Apicultor do interior do município diz que é preciso garantir a vida deste inseto e que as pessoas não pensam no prejuízo à natureza 


Ademir Zanella cultiva 130 colmeias em Santa JustinaFoto:

O apicultor de Santa Justina, interior de Caxias do Sul, Ademir Zanella, 62 anos, trabalha com abelhas há 18 anos. Ele cultiva 130 colmeias em uma área de seis quilômetros quadrados. É a segunda atividade agrícola da família — a primeira são os parreirais.

Este ano, colheu 1,3 mil quilos. Poderia ter colhido o dobro não fosse o alto número de abelhas mortas, cerca de 30%.

Principal motivo? Agrotóxicos aplicados incorretamente.

— O pior predador é o ser humano. Ele só visa lucro e não pensa no prejuízo que traz para a natureza — denuncia.

Em 2015, ele perdeu 50 enxames de uma tacada só. Um vizinho aplicou veneno para combater as formigas do parreiral e acabou matando suas abelhas.

Dados da Associação Caxiense de Apicultores (Ascap) indicam que a Serra Gaúcha colheu 150 toneladas de mel, no período de setembro de 2017 a abril de 2018. Poderia ser 40% maior não fosse o alto índice de mortandade das abelhas.

Além de nocivos à saúde e ao meio ambiente, colmeias inteiras estão morrendo, e isso pode afetar toda a população na produção de alimentos

— O inseticida foi aplicado na terra pela manhã e, à tarde, milhares de abelhas das colmeias já estavam mortas — conta.

Zanella explica que os venenos acabam matando tudo, inclusive as flores em que as abelhas se alimentam.

— O pólen está cada vem mais reduzido. Sem ele,não tem como as abelhas se alimentarem, elas morrem. E não há mel — alerta o apicultor.

Apaixonado pelo trabalho das abelhas, diariamente ele prepara o fumigador, que tem a função de produzir fumaça, essencial para um manejo seguro com as abelhas e vai até as colmeias conferir a produção e se estão bem.

— Me dá prazer.

Estudioso, o apicultor já participou de muitos cursos sobre a criação deste inseto. Aprendeu, inclusive, que durante o inverno ele precisa ser alimentado.Nestes dias frios, ele prepara uma pasta de proteína de soja e mel, enrola num guardanapo e a coloca dentro da colmeia. É o que garante a sobrevivência do enxame, pois não saem da caixa para se alimentar.

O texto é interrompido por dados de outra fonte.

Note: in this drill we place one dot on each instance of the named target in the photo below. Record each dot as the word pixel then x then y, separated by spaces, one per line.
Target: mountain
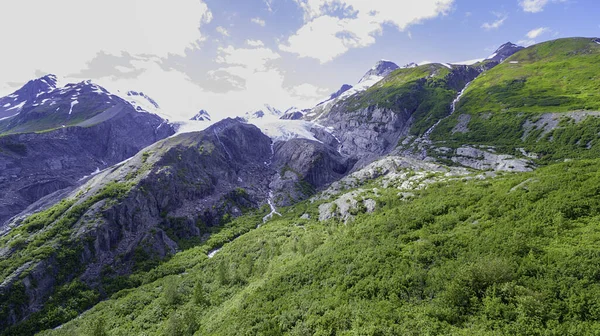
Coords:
pixel 201 116
pixel 542 99
pixel 62 134
pixel 338 93
pixel 445 199
pixel 142 102
pixel 13 103
pixel 294 113
pixel 167 197
pixel 504 51
pixel 379 70
pixel 371 77
pixel 263 113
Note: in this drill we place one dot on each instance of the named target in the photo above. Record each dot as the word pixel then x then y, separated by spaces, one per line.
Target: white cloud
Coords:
pixel 259 21
pixel 534 33
pixel 526 42
pixel 255 43
pixel 262 82
pixel 325 36
pixel 495 24
pixel 62 37
pixel 221 30
pixel 535 6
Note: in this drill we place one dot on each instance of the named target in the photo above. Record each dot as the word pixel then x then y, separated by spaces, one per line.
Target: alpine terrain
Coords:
pixel 427 199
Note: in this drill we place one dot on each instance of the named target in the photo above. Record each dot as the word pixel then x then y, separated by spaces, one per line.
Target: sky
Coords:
pixel 232 56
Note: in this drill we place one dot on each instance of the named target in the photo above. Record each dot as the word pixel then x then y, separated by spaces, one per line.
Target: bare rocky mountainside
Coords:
pixel 55 136
pixel 100 197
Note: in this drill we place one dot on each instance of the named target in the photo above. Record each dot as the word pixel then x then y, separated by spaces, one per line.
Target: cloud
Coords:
pixel 495 24
pixel 257 80
pixel 534 33
pixel 259 21
pixel 255 43
pixel 535 6
pixel 327 34
pixel 56 40
pixel 221 30
pixel 526 43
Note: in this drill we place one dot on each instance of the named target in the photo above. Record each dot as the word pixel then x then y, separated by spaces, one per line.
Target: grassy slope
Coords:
pixel 423 90
pixel 44 118
pixel 515 255
pixel 555 76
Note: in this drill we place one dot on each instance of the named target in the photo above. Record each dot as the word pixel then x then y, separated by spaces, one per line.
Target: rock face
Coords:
pixel 13 104
pixel 381 69
pixel 101 132
pixel 338 93
pixel 504 51
pixel 304 166
pixel 174 190
pixel 201 116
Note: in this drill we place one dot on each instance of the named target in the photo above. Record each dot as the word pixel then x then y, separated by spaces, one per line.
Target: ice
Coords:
pixel 17 107
pixel 73 103
pixel 470 62
pixel 283 130
pixel 213 253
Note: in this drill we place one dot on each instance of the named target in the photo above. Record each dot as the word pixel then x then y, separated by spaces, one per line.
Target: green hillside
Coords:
pixel 560 77
pixel 512 255
pixel 427 91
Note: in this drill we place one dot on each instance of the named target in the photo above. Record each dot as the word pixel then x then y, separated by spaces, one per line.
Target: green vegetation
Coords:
pixel 556 76
pixel 423 90
pixel 48 237
pixel 513 255
pixel 46 117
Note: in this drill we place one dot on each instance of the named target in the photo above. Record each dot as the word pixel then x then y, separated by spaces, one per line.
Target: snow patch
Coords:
pixel 73 103
pixel 17 107
pixel 212 253
pixel 470 62
pixel 284 130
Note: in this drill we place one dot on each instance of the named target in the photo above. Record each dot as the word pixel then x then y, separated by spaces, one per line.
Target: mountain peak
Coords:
pixel 264 112
pixel 380 69
pixel 504 51
pixel 202 115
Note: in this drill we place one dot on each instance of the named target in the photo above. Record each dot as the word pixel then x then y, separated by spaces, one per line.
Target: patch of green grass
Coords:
pixel 514 255
pixel 423 91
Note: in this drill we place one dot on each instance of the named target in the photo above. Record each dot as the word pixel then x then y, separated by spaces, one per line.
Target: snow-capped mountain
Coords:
pixel 338 93
pixel 202 115
pixel 294 113
pixel 142 103
pixel 372 77
pixel 265 112
pixel 13 104
pixel 378 71
pixel 505 51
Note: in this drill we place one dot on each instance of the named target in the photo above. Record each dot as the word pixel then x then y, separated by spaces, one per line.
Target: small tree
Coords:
pixel 170 292
pixel 199 296
pixel 97 328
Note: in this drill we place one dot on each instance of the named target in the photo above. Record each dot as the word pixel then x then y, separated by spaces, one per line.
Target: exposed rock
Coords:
pixel 483 160
pixel 33 165
pixel 462 125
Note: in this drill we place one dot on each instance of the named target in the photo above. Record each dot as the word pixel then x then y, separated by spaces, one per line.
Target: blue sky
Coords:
pixel 231 56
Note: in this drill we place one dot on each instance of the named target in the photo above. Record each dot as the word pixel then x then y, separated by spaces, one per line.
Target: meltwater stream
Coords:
pixel 452 110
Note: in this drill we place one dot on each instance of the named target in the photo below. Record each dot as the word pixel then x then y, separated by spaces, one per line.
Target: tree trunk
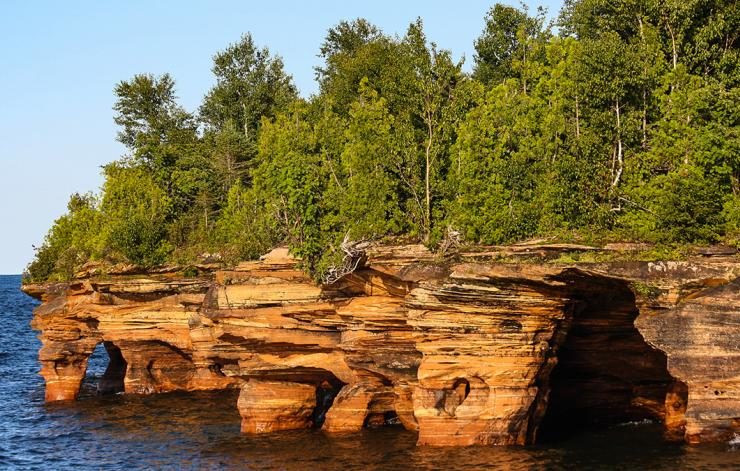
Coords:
pixel 620 158
pixel 578 119
pixel 427 176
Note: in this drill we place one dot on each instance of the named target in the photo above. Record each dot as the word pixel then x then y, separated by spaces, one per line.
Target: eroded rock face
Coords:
pixel 465 352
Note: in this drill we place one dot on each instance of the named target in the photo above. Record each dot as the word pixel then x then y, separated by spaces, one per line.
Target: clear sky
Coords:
pixel 59 62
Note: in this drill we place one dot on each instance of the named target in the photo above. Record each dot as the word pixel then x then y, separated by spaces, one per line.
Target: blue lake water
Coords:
pixel 201 430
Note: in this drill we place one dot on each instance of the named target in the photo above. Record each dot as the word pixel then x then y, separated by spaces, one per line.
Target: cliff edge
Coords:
pixel 465 350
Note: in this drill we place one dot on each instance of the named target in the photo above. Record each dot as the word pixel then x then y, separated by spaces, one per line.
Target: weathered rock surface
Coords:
pixel 464 350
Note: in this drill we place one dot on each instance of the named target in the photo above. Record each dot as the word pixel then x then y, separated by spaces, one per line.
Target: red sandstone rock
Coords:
pixel 470 352
pixel 271 406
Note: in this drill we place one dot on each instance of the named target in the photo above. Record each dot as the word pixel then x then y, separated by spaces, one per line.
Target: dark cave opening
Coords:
pixel 106 370
pixel 606 373
pixel 326 392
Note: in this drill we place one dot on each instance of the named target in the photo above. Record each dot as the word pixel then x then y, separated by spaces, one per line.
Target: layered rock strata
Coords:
pixel 464 350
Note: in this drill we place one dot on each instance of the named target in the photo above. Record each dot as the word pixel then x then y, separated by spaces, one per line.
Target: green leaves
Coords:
pixel 624 126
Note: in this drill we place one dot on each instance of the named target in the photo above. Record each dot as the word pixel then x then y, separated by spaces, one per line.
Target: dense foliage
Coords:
pixel 621 123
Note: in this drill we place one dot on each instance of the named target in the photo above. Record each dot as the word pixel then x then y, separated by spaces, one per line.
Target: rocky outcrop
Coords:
pixel 464 350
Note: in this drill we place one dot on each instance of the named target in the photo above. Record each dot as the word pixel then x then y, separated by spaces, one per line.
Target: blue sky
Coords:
pixel 59 62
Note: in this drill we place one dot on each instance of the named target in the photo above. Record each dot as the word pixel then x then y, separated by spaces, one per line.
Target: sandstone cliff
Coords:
pixel 465 350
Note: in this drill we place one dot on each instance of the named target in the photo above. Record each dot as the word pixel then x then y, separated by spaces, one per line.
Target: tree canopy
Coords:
pixel 619 122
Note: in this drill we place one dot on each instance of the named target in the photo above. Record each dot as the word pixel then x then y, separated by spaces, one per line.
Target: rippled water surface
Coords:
pixel 201 431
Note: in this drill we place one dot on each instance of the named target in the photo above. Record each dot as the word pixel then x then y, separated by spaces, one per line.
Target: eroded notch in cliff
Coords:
pixel 108 356
pixel 606 373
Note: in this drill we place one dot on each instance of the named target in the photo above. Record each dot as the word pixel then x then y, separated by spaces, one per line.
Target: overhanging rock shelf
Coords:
pixel 464 351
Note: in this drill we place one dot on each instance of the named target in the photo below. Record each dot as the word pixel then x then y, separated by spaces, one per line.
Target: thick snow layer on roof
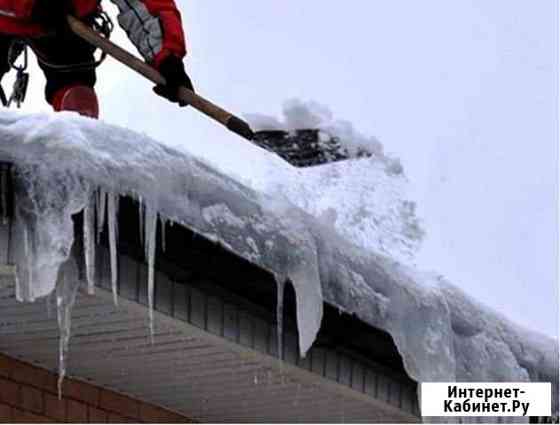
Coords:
pixel 441 333
pixel 366 200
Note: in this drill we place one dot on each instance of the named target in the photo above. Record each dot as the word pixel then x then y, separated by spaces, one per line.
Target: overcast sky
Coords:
pixel 464 92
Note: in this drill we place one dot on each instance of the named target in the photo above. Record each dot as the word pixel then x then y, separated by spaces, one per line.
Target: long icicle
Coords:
pixel 141 220
pixel 280 286
pixel 101 203
pixel 89 245
pixel 150 247
pixel 66 291
pixel 4 189
pixel 163 222
pixel 113 211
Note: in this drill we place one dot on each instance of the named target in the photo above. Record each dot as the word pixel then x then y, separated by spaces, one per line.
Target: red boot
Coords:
pixel 77 98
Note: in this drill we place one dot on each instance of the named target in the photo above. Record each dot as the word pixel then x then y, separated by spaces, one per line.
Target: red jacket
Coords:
pixel 153 26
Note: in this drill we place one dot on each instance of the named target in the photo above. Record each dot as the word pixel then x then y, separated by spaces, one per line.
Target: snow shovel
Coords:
pixel 233 123
pixel 301 149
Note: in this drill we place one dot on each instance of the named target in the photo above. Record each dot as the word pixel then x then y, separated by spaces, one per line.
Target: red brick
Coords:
pixel 9 392
pixel 149 413
pixel 81 391
pixel 31 399
pixel 118 419
pixel 55 408
pixel 77 412
pixel 31 375
pixel 119 403
pixel 21 416
pixel 97 416
pixel 5 414
pixel 6 366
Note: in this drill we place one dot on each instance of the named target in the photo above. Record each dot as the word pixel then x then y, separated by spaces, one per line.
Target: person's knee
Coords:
pixel 78 98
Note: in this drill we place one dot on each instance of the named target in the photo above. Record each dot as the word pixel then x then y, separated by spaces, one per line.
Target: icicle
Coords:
pixel 89 245
pixel 101 201
pixel 48 303
pixel 112 219
pixel 66 290
pixel 3 196
pixel 150 250
pixel 280 285
pixel 163 222
pixel 141 220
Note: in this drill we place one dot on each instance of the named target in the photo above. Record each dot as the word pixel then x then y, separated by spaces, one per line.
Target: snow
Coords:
pixel 366 200
pixel 441 334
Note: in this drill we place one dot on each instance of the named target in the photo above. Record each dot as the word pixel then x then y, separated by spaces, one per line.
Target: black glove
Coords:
pixel 52 14
pixel 173 70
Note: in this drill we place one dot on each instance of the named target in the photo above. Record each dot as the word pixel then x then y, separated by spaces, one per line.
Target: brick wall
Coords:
pixel 28 394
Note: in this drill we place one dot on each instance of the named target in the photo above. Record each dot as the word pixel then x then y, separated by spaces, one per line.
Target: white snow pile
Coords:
pixel 64 162
pixel 301 115
pixel 366 200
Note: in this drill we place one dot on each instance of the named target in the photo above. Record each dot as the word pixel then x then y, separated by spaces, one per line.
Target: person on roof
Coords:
pixel 153 26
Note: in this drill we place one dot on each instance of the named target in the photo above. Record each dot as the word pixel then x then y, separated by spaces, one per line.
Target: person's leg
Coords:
pixel 5 43
pixel 68 89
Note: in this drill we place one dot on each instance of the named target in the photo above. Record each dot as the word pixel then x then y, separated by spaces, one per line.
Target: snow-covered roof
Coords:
pixel 441 333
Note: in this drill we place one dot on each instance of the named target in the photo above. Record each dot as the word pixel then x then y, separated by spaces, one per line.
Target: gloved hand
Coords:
pixel 52 14
pixel 173 70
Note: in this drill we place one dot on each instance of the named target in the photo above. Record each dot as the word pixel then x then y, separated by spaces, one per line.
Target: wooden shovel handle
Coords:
pixel 233 123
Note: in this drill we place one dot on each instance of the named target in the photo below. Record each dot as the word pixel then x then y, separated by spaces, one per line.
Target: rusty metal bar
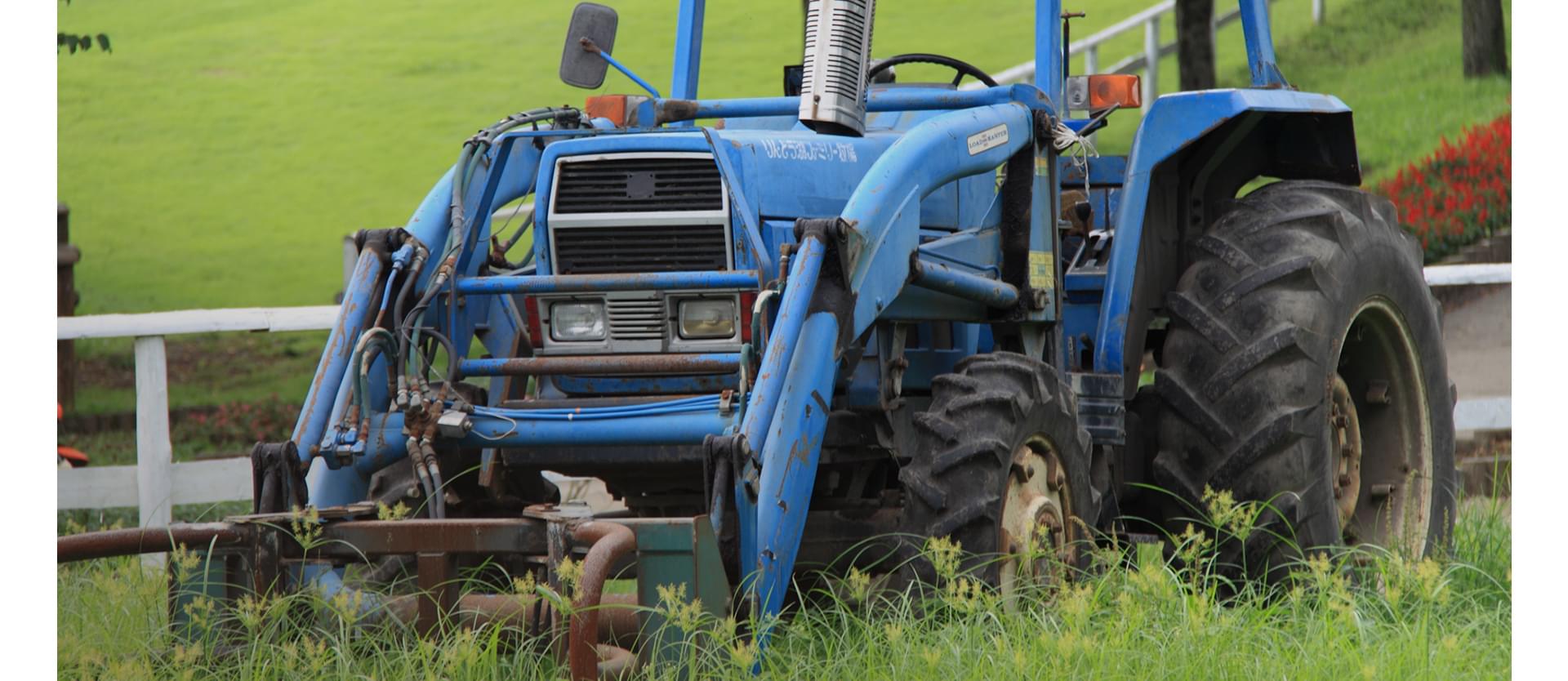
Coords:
pixel 613 364
pixel 610 541
pixel 470 536
pixel 438 590
pixel 146 541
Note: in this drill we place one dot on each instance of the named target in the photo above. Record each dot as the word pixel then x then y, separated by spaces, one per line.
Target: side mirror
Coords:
pixel 591 30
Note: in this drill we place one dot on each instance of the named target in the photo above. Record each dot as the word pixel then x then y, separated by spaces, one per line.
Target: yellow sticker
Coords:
pixel 1041 270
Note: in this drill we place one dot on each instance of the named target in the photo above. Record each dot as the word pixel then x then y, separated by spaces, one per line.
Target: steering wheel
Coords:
pixel 963 68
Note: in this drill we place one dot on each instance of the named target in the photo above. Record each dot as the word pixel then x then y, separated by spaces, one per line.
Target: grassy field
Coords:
pixel 1358 616
pixel 223 149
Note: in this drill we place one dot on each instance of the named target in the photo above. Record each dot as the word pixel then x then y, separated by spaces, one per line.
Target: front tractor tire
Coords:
pixel 1002 468
pixel 1303 367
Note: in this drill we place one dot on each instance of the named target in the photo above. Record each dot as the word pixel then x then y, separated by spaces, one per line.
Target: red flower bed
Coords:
pixel 1459 194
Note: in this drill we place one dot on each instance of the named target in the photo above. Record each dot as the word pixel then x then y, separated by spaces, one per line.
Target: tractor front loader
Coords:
pixel 821 328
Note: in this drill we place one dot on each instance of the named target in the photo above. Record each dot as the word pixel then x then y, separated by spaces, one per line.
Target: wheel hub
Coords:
pixel 1034 515
pixel 1379 415
pixel 1348 444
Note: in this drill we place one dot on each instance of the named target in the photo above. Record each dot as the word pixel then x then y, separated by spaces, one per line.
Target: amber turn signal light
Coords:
pixel 1097 93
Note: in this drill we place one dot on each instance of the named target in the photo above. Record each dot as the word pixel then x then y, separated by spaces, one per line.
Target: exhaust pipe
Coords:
pixel 838 54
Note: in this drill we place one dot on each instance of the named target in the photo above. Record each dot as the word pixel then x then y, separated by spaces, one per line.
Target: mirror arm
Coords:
pixel 595 49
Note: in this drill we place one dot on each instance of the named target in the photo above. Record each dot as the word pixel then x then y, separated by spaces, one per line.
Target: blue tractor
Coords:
pixel 819 328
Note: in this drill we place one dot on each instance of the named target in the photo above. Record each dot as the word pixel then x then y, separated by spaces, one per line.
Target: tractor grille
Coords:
pixel 637 185
pixel 637 319
pixel 642 248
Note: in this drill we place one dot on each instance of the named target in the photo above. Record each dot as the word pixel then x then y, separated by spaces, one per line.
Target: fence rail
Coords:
pixel 156 482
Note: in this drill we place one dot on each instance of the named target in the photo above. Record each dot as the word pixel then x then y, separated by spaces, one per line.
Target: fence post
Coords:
pixel 154 449
pixel 66 306
pixel 1152 60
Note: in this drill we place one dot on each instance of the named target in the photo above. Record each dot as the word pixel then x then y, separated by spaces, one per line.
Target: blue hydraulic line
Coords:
pixel 593 283
pixel 799 289
pixel 629 74
pixel 675 407
pixel 386 443
pixel 330 372
pixel 789 461
pixel 963 284
pixel 911 100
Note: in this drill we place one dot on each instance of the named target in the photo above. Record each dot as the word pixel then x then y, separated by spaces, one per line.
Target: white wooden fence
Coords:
pixel 1147 60
pixel 156 482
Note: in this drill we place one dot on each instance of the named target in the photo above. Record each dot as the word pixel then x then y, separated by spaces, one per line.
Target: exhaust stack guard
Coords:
pixel 838 52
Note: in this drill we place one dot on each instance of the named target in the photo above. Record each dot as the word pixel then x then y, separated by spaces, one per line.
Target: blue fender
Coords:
pixel 1172 124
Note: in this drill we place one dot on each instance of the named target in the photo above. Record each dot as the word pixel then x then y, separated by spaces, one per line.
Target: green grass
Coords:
pixel 220 154
pixel 221 151
pixel 1394 63
pixel 1360 616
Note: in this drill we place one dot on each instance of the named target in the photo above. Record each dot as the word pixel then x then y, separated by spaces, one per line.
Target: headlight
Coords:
pixel 707 319
pixel 577 320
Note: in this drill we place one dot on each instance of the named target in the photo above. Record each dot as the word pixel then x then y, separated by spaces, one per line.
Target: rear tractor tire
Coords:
pixel 1002 468
pixel 1305 367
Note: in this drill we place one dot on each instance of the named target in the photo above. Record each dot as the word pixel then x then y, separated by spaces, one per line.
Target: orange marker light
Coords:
pixel 608 105
pixel 1097 93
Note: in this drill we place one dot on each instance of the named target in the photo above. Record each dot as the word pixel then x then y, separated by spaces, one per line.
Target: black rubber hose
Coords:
pixel 452 355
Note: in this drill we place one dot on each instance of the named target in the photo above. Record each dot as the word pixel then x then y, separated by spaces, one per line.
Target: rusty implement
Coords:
pixel 345 550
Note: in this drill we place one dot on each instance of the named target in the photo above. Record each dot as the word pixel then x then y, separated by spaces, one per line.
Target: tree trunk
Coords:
pixel 1196 42
pixel 1486 44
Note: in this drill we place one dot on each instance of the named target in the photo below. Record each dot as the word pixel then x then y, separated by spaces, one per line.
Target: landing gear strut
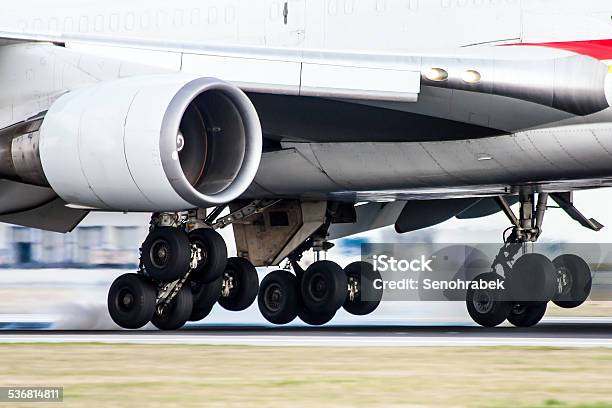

SAIBA MAIS SOBRE AS ABELHAS

* Uma colmeia abriga, em média, 50 mil abelhas. Tem uma rainha, alguns zangões e milhares de operárias.

*  O tempo médio de vida das abelhas é de um mês. A rainha vive até dois anos.

* Para produzir um quilo de mel, as abelhas precisam visitar 5 milhões de flores.

* Uma abelha faz diariamente 40 voos e pousa em 40 mil flores.

* Voam a velocidades de mais de 20 quilômetros/hora.

*  Ela recolhe o néctar com a língua e o guarda numa bolsa localizada no fundo da garganta.

* Abelhas morrem quando picam alguém, pois parte do abdômen do inseto é arrancado junto com o ferrão.

* São as fêmeas quem possuem ferrões, e não os zangões.

* Cada colônia possui um odor específico para que as abelhas possam identificá-lo e não errar de "endereço".

* As abelhas tem cinco olhos.

* Elas habitam a terra há aproximadamente 30 milhões de anos.

* São os únicos insetos que produzem um alimento que é consumido pelo homem.